As the music faded into the background, Weekes used gestures to ask the crowd to part down the middle. Then he had a chat with his fans. Half talking, half singing, Weekes intoned:

“If you were me and I were you, and you went walkin’ through a crowded room, would you want strangers touchin’ you? Would you want them pullin’ on your hair? Would you want them tuggin’ at your clothes? Or invadin’ your personal space? Well, how ‘bout that? We’re exactly the same.”

He then proceeded to walk into the divide he’d asked the crowd to create and lead a call and response. As far as we could tell, everyone was respectful and had a great time. Back on stage, he thanked the crowd for their trustworthiness. (You can see this part of the show here at the 5:00 mark until about 7:30).

A day or so later, I was excitedly chatting about the show and described this part. I described how it was lighthearted and a bit flamboyant but taken seriously and goodnaturedly. My communication partner, with curiosity, not judgment, asked: “Why did he go into the crowd then?”

I fumbled my answer at the time and the exchange has bubbled around in my mind since then, until a few days ago.

Perhaps Weekes wants the experience of being surrounded by people who love and appreciate his art even though he obviously does not want to be touched and groped by those same people. The two are not mutually exclusive.

Perhaps he wants his fans to have the experience of him walking alongside them and singing with them and has created boundaries so that he can give them that experience without compromising his own comfort.

Perhaps it’s both. Perhaps he has his own entirely different reasons. The specifics don’t matter.

What matters is that we are not bound by what other people think about a situation. My communication partner didn’t understand the point of his going into a crowd if he didn’t want to be touched. “That’s just part of it,” was the implication, “If he doesn’t want to be touched, he shouldn’t go into a crowd.”

Except that’s not just it. And that’s why self-advocacy matters.

Weekes has found a way to advocate for what he wants— to both go into a crowd and not be touched while doing so. He’s able to do it in a way that seems true to his personality and his on-stage persona, and that is amusing and endearing for his fans.

(Side note: His wish to not be touched might have absolutely nothing to do with him being neurodivergent. It’s possible, of course, since we tend to be a bit more averse to touch and sensory input than others but definitely not the only possibility.).

It’s one of the best examples of self-advocacy I’ve seen.

On New Year’s Day, my husband and I went to Starbucks with our planners and journals and talked about our intentions and plans for the year. One of those plans was to set aside blackout dates every month. We’ve noticed a recurring trend of having our weekends fill up with back-to-back bigger events, and it was creating tension. We’re both introverts, and I’m neurodivergent. He struggles to say no to people. We would find ourselves becoming frustrated when people initiated a weekend plan or something unexpected popped up.

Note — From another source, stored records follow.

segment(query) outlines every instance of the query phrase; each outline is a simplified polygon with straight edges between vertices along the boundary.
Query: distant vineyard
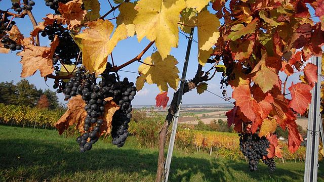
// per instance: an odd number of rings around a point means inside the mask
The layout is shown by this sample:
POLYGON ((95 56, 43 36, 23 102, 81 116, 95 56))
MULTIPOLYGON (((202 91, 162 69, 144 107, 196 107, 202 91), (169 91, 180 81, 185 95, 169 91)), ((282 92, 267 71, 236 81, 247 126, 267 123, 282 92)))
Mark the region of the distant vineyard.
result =
POLYGON ((0 122, 23 127, 54 127, 64 111, 0 103, 0 122))
MULTIPOLYGON (((186 148, 195 148, 197 152, 209 152, 211 155, 239 159, 244 158, 238 148, 238 136, 236 133, 223 132, 197 131, 193 130, 179 130, 177 134, 177 142, 179 146, 186 148)), ((303 161, 305 160, 306 147, 301 146, 292 154, 289 152, 287 145, 280 142, 282 146, 283 159, 303 161)), ((320 160, 322 160, 321 156, 320 160)))

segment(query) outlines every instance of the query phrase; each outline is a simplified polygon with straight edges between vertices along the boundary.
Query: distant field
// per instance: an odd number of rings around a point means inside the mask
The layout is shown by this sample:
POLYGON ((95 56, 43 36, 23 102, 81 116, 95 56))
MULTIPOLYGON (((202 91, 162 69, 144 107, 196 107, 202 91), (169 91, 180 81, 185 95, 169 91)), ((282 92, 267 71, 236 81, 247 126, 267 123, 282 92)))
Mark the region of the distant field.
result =
MULTIPOLYGON (((140 149, 134 137, 122 148, 100 140, 86 153, 75 137, 55 130, 0 125, 0 181, 153 181, 157 150, 140 149)), ((245 161, 191 154, 176 149, 170 181, 302 181, 304 163, 277 163, 270 171, 263 164, 250 172, 245 161)), ((324 182, 324 163, 318 181, 324 182)))

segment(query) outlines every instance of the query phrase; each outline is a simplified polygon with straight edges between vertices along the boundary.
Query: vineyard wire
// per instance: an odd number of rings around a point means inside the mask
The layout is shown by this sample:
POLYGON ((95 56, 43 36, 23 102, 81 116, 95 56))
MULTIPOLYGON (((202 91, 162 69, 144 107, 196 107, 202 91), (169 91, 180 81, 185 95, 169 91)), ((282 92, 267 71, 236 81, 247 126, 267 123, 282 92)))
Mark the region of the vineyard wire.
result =
MULTIPOLYGON (((206 91, 208 92, 209 93, 211 93, 211 94, 213 94, 213 95, 215 95, 215 96, 216 96, 218 97, 219 97, 219 98, 221 98, 221 99, 224 99, 224 98, 223 98, 223 97, 222 97, 222 96, 220 96, 219 95, 217 95, 217 94, 215 94, 215 93, 213 93, 213 92, 211 92, 211 91, 210 91, 210 90, 208 90, 208 89, 205 89, 205 88, 202 88, 202 87, 201 87, 201 86, 199 86, 199 85, 197 85, 197 87, 199 87, 199 88, 201 88, 201 89, 203 89, 204 90, 206 90, 206 91)), ((231 102, 231 101, 228 101, 228 100, 226 100, 226 101, 227 101, 227 102, 228 102, 229 103, 232 103, 232 104, 234 104, 234 103, 233 103, 233 102, 231 102)))

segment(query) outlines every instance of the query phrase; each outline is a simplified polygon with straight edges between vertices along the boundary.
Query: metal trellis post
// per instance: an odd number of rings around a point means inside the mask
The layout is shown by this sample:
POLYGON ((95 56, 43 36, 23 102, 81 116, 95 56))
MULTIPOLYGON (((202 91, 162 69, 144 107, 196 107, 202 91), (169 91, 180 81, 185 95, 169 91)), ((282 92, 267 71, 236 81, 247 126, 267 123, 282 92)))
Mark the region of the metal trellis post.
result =
POLYGON ((172 131, 171 136, 170 137, 170 142, 169 145, 169 149, 168 150, 168 155, 167 156, 167 160, 166 161, 166 165, 165 166, 165 181, 168 181, 169 177, 169 173, 170 171, 170 164, 171 163, 171 158, 172 157, 172 152, 173 152, 173 147, 174 146, 174 140, 176 138, 176 133, 177 132, 177 126, 178 125, 178 119, 180 112, 180 105, 182 100, 182 94, 183 93, 183 88, 184 84, 186 82, 186 75, 187 74, 187 68, 188 68, 188 63, 189 62, 189 58, 190 55, 190 50, 191 49, 191 44, 192 43, 192 37, 193 36, 193 30, 194 28, 191 28, 189 40, 188 40, 188 46, 187 47, 187 52, 186 53, 186 57, 183 65, 183 69, 182 71, 182 76, 181 76, 180 87, 179 89, 179 94, 178 95, 178 100, 177 102, 177 106, 178 106, 178 111, 176 115, 174 117, 173 125, 172 125, 172 131))
POLYGON ((308 110, 307 143, 305 163, 305 174, 304 175, 304 181, 305 182, 317 181, 320 122, 322 122, 319 112, 321 58, 312 57, 312 63, 317 66, 318 81, 312 89, 312 100, 308 110))

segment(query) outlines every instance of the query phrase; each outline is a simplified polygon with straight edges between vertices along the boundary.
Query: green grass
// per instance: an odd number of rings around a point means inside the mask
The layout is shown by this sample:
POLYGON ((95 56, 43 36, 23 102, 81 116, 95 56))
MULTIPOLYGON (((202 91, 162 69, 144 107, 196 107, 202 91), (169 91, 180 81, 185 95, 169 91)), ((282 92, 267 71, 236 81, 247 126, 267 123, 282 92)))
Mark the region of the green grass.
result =
MULTIPOLYGON (((139 149, 134 138, 122 148, 100 140, 85 153, 73 138, 55 130, 0 126, 0 181, 153 181, 156 149, 139 149)), ((324 163, 318 181, 324 181, 324 163)), ((277 164, 270 171, 263 164, 254 172, 245 161, 176 150, 170 181, 301 181, 304 164, 277 164)))

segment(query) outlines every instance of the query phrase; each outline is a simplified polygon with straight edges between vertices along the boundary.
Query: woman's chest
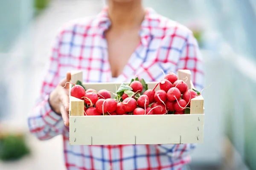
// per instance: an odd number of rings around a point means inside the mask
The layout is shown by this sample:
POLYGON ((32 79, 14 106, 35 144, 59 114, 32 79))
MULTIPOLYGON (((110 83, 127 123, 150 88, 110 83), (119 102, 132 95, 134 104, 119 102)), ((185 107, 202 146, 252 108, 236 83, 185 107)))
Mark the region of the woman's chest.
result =
MULTIPOLYGON (((82 70, 86 82, 112 81, 113 63, 123 65, 116 81, 129 81, 135 75, 147 81, 159 80, 163 78, 163 72, 166 74, 176 71, 180 56, 180 49, 167 47, 160 39, 148 37, 142 39, 134 50, 129 49, 129 53, 125 52, 125 48, 117 48, 116 51, 120 55, 115 60, 110 58, 109 48, 105 38, 91 38, 90 43, 85 40, 81 45, 70 45, 67 57, 60 60, 60 62, 65 63, 63 66, 67 66, 69 70, 82 70), (122 58, 122 51, 127 58, 122 58)), ((111 53, 116 54, 114 50, 114 46, 111 46, 111 53)), ((63 70, 67 71, 67 68, 63 70)))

And then we had the realization: we weren’t advocating for our own time but were instead expecting people to think about and/or know our schedules and our limitations without us telling them. And we were becoming offended when they didn’t get it right.

As we penciled in upcoming events and designated blackout dates, we chatted about the need to advocate for those blackout dates with others. We discussed the fact that people don’t know if we don’t tell them and that it might be more selfish of us to not tell them and then become frustrated with them behind their backs.


Self-advocacy matters for everyone, neurodivergent and neurotypical alike.

Our students have a lot of specific things they might need to advocate for, ranging from their speech intelligibility to their ability to comprehend in a classroom setting to meeting their sensory needs. Even though helping them improve skills is important, giving them the power and the confidence to advocate for themselves may be even more important.

And helping them do that with some flair that fits their personality? Icing on the cake.

P.S. Showing your students the clip from above as an example of self-advocacy could be a great idea! Limit it to the designated 5:00-7:30 timeframe though—there might be some language before and after.